Read Votan and Other Novels (FANTASY MASTERWORKS) Online
Authors: John James
If I had gone back, as I was tempted, I would have been a dead man. If I had dismounted, in mercy to finish him off, in greed to
recover my spear, they would have killed me. The screams brought the other Savages out of hiding. There
were
a score of them, nearly, and they rushed at us out of holes in the ground and from behind piles of leaves, from the bushes where they hid as we passed, hoping that we would pass and let them be.

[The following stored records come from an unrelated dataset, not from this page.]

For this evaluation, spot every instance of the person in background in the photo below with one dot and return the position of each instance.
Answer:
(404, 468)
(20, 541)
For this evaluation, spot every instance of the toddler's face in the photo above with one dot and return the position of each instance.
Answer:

Most of them went at Cynon, sitting his horse still, his head turned away from me, guarding me from that direction from which they did not come. They went at him when I should have guarded him. Before he had a moment to turn, they had his steed by the head and him by the legs, jerking and pulling him from side to side, rocking him out of the saddle. He stabbed at them with his spear, not having time to draw his sword, and they beat at him with what they had, billhooks and axes and cudgels.
I had time to draw my sword before the Savages reached me. I cut down the first who snatched for my bridle, and I spun the roan on her hind legs to scatter the others, giving myself space to ride to Cynon. I shouted a rallying cry:
‘I ni, i ni, i ni! Awn, Awn, Awn! dere ’ma!’ And from all round, I heard the forest answer
‘Awn! ’na ni! Awn! Awn!’
But they were still far away, and now the Savages had Cynon on the ground, cutting and hacking at him while he tried to cover his face with his shield and stabbed up blindly with his spear. But an axe put an end to that as I crashed into them, the mare pushing aside one man with blood streaming from his eyes and another doubled up and clutching his groin.
I cut to this side and that, caracolling my horse around Cynon where he lay bleeding, hoping that my mount would not step on him. I had to be sure that they did not play the same game with me. I found that the enemy were not mailed. My sword cut through shirt and flesh and bone, and I heard them scream. But, screaming, they still held on, beating at me in senseless rage that overcame their fear, and grasping at me from all sides as though nothing but physical contact, the violence of nails and teeth, would satisfy them. Then one of them had his fingers over the edge of my shield, jerking at me, and I nearly went down, but suddenly there were horses all round me, mail shirts and red plumes and words that I could understand. The hands slipped
from the rim of the shield, and suddenly there was no fighting, only Morien and a dozen others sitting their horses or sliding down to bend over Cynon.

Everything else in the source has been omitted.